Untuk itu Polri tetap berpegang pada hukum positif yang masih tidak memperbolehkan penggunaan ganja untuk kepentingan apapun, termasuk medis. Namun Polri siap memberikan masukan kepada semua pihak tentang dampak dan konsekuensi jika ada legalisasi ganja medis.
Karo Penmas Divisi Humas Polri, Brigjen. Pol. Ahmad Ramadhan menjelaskan , akan mendukung legalisasi ganja dengan beberapa aturan yang harus disepakati terlebih dahulu.
”Salah satu hal yang harus clear lebih awal adalah bagaimana cara mendapatkan atau membeli ganja medis tersebut Selain itu perlu juga dimasukkan persyaratan tentang seberapa banyak ganja medis yang bisa didapatkan, dibeli atau digunakan,” ujarnya seperti dikutip tribratanews, Senin (4/7).
Semuanya itu, sambungnya Brigjen. Pol. Ahmad Ramadhan, perlu didetailkan untuk menghindari penyalahgunaan ganja untuk keperluan medis tersebut.
Menurut Pakar
Pakar komunikasi, Rahmat Edi Irawan mendukung kehati-hatian Polri dalam urusan ganja medis.

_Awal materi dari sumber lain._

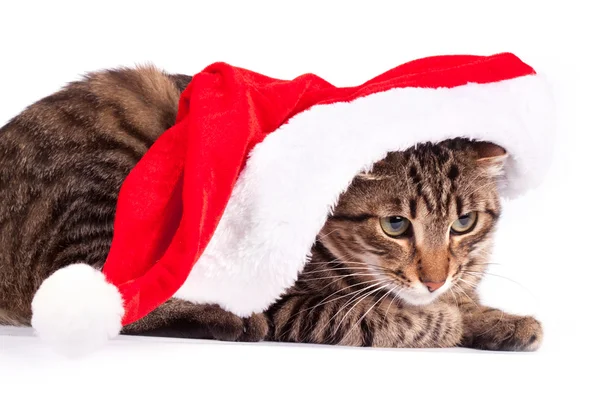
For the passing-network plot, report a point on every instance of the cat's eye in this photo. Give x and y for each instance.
(464, 223)
(395, 226)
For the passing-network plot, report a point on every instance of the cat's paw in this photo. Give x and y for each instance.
(228, 326)
(256, 328)
(505, 332)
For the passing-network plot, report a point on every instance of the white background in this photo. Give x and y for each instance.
(547, 245)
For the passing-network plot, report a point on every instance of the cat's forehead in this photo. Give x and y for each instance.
(433, 163)
(429, 176)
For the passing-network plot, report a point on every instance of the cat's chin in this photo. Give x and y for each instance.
(417, 298)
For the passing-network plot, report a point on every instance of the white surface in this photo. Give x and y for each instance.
(547, 242)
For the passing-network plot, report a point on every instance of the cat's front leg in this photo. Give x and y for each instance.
(184, 319)
(488, 328)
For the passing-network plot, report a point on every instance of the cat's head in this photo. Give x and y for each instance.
(422, 219)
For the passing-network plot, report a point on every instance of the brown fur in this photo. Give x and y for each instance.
(62, 163)
(63, 160)
(359, 287)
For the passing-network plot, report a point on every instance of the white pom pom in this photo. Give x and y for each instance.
(76, 310)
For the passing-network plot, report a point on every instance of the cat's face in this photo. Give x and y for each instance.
(421, 221)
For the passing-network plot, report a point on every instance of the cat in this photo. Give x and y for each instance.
(64, 158)
(62, 162)
(398, 262)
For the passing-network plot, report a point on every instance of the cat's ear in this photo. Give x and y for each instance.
(491, 156)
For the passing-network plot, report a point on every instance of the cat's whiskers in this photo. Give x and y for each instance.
(469, 283)
(365, 269)
(484, 273)
(393, 301)
(454, 296)
(351, 300)
(494, 326)
(354, 306)
(327, 299)
(368, 311)
(458, 288)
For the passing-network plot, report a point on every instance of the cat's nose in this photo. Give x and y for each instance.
(432, 286)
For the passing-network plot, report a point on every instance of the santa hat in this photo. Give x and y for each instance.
(226, 205)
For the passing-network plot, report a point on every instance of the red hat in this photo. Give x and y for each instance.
(226, 205)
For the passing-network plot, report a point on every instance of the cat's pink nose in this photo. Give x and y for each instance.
(431, 286)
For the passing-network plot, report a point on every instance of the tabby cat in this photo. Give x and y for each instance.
(398, 262)
(396, 265)
(62, 163)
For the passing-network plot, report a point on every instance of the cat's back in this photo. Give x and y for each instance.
(62, 162)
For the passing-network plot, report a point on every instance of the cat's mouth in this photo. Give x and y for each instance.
(418, 294)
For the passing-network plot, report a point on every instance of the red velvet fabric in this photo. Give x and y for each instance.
(171, 203)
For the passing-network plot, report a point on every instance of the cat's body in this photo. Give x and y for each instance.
(63, 160)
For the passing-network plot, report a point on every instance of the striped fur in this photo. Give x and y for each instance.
(364, 288)
(62, 163)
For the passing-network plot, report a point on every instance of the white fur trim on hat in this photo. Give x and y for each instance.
(293, 179)
(76, 310)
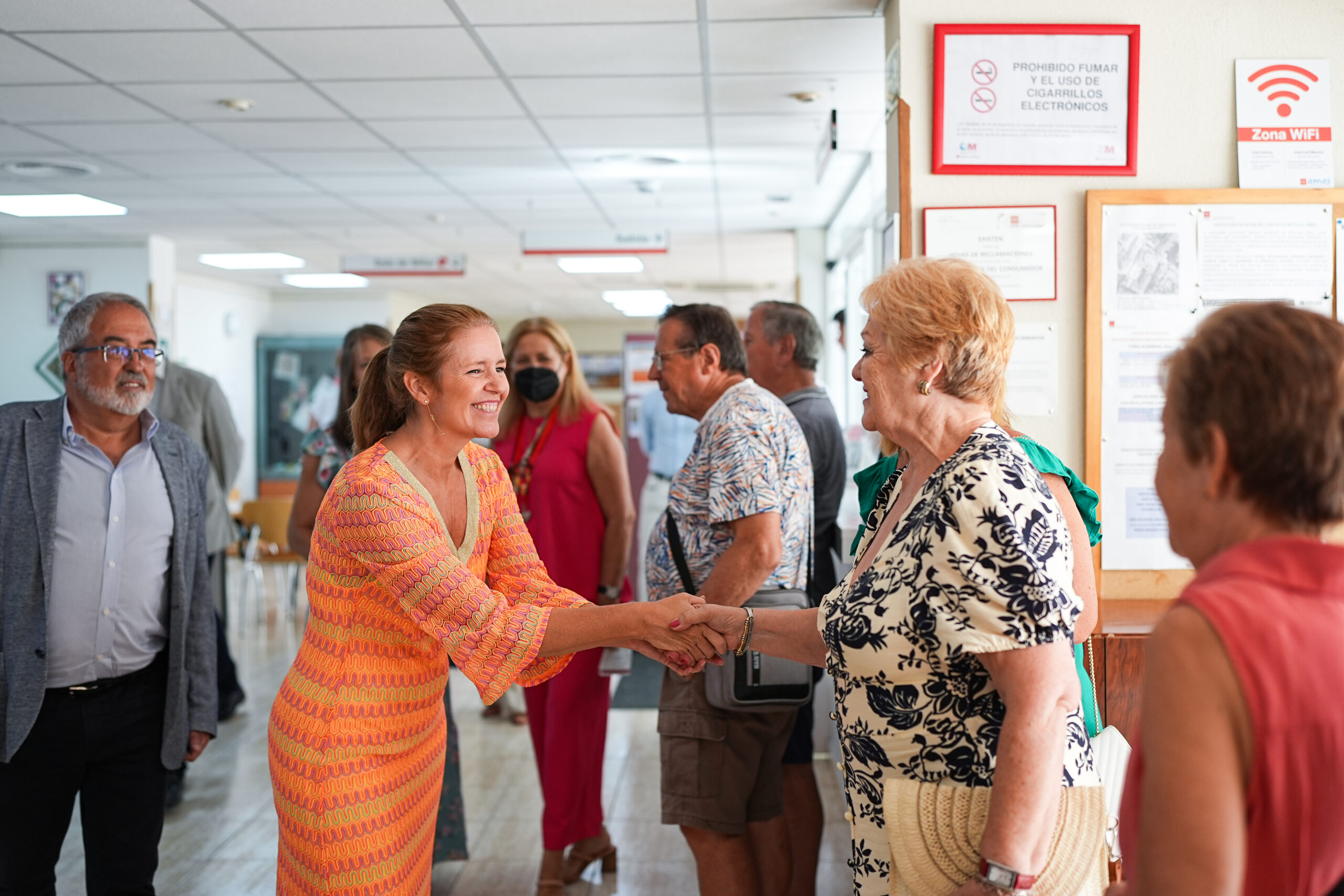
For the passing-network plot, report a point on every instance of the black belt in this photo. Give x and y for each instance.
(101, 686)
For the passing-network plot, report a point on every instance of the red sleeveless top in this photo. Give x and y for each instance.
(566, 520)
(1278, 608)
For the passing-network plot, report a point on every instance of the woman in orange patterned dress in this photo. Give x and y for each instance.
(420, 554)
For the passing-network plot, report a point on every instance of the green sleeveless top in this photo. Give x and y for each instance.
(870, 481)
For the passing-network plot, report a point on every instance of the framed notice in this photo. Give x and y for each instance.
(1015, 245)
(1035, 100)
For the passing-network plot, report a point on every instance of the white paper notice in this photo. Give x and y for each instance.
(1148, 258)
(1284, 123)
(1015, 246)
(1265, 251)
(1034, 371)
(1035, 100)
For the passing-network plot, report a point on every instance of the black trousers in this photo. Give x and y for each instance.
(104, 746)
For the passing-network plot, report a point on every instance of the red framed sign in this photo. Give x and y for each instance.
(1035, 100)
(1015, 245)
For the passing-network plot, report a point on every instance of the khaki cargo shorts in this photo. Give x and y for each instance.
(721, 770)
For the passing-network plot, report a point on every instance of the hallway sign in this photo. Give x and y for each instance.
(405, 265)
(1284, 124)
(594, 242)
(1035, 100)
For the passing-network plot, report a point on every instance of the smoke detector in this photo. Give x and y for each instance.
(50, 168)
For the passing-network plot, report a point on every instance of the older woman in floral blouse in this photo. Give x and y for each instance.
(949, 641)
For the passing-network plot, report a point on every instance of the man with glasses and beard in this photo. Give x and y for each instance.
(107, 621)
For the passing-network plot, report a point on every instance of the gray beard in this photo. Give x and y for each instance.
(108, 397)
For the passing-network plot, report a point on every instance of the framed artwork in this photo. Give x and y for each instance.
(65, 288)
(1035, 100)
(298, 392)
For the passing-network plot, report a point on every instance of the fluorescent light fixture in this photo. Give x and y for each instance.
(326, 281)
(250, 261)
(637, 303)
(601, 265)
(57, 206)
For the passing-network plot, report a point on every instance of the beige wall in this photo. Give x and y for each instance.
(1186, 129)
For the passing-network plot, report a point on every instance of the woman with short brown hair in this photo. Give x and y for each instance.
(1237, 779)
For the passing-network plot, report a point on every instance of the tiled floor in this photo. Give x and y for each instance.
(221, 841)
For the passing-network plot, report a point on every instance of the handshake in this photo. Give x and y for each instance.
(685, 633)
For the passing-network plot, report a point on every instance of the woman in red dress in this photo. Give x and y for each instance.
(569, 472)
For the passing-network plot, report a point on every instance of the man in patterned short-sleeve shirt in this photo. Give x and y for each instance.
(742, 505)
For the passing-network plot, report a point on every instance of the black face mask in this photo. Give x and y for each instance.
(537, 383)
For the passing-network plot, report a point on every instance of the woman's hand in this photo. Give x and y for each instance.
(699, 642)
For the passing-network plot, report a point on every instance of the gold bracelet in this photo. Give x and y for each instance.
(747, 633)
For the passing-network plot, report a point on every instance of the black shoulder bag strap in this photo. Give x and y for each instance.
(679, 554)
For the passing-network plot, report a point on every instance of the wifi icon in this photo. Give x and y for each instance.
(1284, 109)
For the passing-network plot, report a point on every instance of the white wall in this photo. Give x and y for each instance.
(218, 324)
(23, 296)
(1187, 131)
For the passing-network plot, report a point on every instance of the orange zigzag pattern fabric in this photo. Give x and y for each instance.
(358, 730)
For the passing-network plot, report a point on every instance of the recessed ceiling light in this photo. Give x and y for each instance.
(628, 159)
(326, 281)
(50, 168)
(57, 206)
(637, 303)
(250, 261)
(601, 265)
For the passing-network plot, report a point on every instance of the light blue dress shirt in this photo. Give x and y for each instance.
(666, 437)
(108, 612)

“Di Indonesia produk hukumnya ada, namun sulitnya kontrol menyebabkan penyimpangan dari aturan sering terjadi. Inilah yang harus diantisipasi jika ganja diperbolehkan untuk medis,” ungkap Dosen Ilmu Komunikasi Universitas Binus Jakarta.
Legislator
Sementara itu Wakil Ketua Komisi IX DPR RI Charles Honoris mengatakan, demi kepentingan medis. Menurutnya Indonesia harus sudah memulai kajian tentang manfaat tanaman ganja (Cannabis sativa).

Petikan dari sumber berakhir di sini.